Section 5. Representations and Warranties of Shareholder. Shareholder
represents and warrants to Enron as follows: (a) Shareholder has the requisite
competence and authority to execute and deliver this Agreement, (b) this
Agreement has been duly executed and delivered by Shareholder, (c) this
Agreement constitutes the valid and binding agreement of such Shareholder, (d)
Shareholder has the full power and authority to vote, or execute a consent, with
respect to, all Covered Shares as contemplated hereby, (e) the securities of
Dynegy listed next to the name of Shareholder on Schedule I hereto are the only
securities of Dynegy owned by Shareholder and over which Shareholder has the
power to vote (or direct the voting) (collectively, the "SHARES"), (f)

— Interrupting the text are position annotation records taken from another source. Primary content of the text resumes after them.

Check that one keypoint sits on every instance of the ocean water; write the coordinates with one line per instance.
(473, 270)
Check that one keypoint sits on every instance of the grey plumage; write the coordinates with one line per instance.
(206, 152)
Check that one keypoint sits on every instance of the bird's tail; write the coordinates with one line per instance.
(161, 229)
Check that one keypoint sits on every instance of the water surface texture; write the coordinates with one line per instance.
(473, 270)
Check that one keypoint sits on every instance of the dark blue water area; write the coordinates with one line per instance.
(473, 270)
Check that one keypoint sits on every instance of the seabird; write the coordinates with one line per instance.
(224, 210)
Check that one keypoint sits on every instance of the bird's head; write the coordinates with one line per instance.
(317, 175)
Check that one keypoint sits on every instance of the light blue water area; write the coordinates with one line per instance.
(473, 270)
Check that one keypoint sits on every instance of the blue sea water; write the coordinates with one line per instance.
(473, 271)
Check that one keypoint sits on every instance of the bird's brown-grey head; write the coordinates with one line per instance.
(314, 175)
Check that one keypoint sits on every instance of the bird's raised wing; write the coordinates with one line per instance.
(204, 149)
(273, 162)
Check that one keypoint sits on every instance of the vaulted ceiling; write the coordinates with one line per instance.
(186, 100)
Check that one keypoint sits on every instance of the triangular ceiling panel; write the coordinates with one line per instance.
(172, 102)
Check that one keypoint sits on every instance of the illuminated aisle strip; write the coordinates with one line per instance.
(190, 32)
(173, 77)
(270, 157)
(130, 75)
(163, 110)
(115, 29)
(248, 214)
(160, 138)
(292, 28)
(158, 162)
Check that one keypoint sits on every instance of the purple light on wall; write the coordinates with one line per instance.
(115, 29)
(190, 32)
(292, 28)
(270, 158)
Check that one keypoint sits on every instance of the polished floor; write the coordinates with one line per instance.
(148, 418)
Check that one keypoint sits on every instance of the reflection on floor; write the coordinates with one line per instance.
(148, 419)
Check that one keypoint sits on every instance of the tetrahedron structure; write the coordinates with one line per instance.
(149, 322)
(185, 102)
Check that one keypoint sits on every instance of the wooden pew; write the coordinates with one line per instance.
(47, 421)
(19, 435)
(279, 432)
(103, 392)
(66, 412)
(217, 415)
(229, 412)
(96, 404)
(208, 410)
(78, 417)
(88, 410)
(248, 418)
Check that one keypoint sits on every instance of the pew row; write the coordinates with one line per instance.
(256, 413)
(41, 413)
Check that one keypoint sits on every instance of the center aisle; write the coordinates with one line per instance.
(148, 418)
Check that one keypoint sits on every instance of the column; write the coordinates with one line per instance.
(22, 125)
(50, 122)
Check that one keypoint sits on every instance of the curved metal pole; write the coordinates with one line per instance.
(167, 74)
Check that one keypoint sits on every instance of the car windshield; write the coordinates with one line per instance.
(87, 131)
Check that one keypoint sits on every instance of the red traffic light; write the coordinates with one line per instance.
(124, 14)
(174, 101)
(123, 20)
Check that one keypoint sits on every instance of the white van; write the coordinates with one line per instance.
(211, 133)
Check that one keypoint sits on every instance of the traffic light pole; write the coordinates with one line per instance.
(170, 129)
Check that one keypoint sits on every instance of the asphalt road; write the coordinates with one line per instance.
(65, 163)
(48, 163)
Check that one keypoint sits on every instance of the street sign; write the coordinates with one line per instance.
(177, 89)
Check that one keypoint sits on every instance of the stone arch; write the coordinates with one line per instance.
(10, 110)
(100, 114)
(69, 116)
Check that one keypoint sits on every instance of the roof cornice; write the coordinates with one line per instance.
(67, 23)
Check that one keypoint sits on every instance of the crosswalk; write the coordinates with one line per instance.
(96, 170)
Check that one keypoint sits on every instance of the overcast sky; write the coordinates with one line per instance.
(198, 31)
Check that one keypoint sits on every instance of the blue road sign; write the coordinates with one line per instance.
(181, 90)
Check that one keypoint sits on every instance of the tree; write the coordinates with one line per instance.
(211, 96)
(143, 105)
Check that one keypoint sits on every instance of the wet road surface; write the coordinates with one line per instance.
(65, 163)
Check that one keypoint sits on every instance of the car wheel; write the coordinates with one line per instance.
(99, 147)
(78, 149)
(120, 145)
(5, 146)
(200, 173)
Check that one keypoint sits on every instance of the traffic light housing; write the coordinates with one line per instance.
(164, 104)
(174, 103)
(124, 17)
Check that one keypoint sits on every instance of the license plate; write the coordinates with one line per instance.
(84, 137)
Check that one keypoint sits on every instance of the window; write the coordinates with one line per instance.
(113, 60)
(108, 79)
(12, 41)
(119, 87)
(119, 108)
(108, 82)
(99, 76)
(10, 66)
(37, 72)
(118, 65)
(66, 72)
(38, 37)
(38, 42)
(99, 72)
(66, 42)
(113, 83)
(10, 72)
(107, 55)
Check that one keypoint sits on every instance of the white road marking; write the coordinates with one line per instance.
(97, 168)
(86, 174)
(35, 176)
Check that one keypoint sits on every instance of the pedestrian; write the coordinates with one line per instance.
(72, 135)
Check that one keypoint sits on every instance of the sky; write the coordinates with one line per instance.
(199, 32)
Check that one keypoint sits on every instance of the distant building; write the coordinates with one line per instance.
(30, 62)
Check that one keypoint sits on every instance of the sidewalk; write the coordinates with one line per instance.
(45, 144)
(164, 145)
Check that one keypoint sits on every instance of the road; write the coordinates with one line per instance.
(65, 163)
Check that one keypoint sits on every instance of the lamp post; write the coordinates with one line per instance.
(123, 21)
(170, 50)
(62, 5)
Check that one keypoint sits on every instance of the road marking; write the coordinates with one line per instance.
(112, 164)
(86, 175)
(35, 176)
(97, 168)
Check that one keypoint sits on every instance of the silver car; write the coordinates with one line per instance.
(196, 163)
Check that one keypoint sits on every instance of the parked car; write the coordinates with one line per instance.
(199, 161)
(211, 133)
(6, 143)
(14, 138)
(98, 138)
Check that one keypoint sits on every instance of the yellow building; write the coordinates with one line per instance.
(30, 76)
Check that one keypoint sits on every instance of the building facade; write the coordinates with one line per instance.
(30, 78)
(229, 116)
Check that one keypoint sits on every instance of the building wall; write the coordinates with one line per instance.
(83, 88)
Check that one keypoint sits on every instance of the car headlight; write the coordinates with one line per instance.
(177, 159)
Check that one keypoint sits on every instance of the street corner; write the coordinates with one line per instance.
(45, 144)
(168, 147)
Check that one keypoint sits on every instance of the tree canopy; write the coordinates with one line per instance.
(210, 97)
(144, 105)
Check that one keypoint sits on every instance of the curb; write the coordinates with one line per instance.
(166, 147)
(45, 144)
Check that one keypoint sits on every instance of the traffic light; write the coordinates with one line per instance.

Shareholder is the lawful owner of the Shares listed on Schedule I as owned by
him, free and clear of all liens, charges, encumbrances and commitments of every
kind, other than this Agreement, and has the power to vote (including by an
irrevocable power to vote or execution of a consent) such Shares without any
actions on the part of any other party, and (g) the execution and delivery by
Shareholder of this Agreement does not violate or breach any law, contract,
instrument, agreement or arrangement to which Shareholder is a party or by which
Shareholder is bound, except to the extent such violation or breach does not
prevent or delay performance of such Shareholder's obligations hereunder.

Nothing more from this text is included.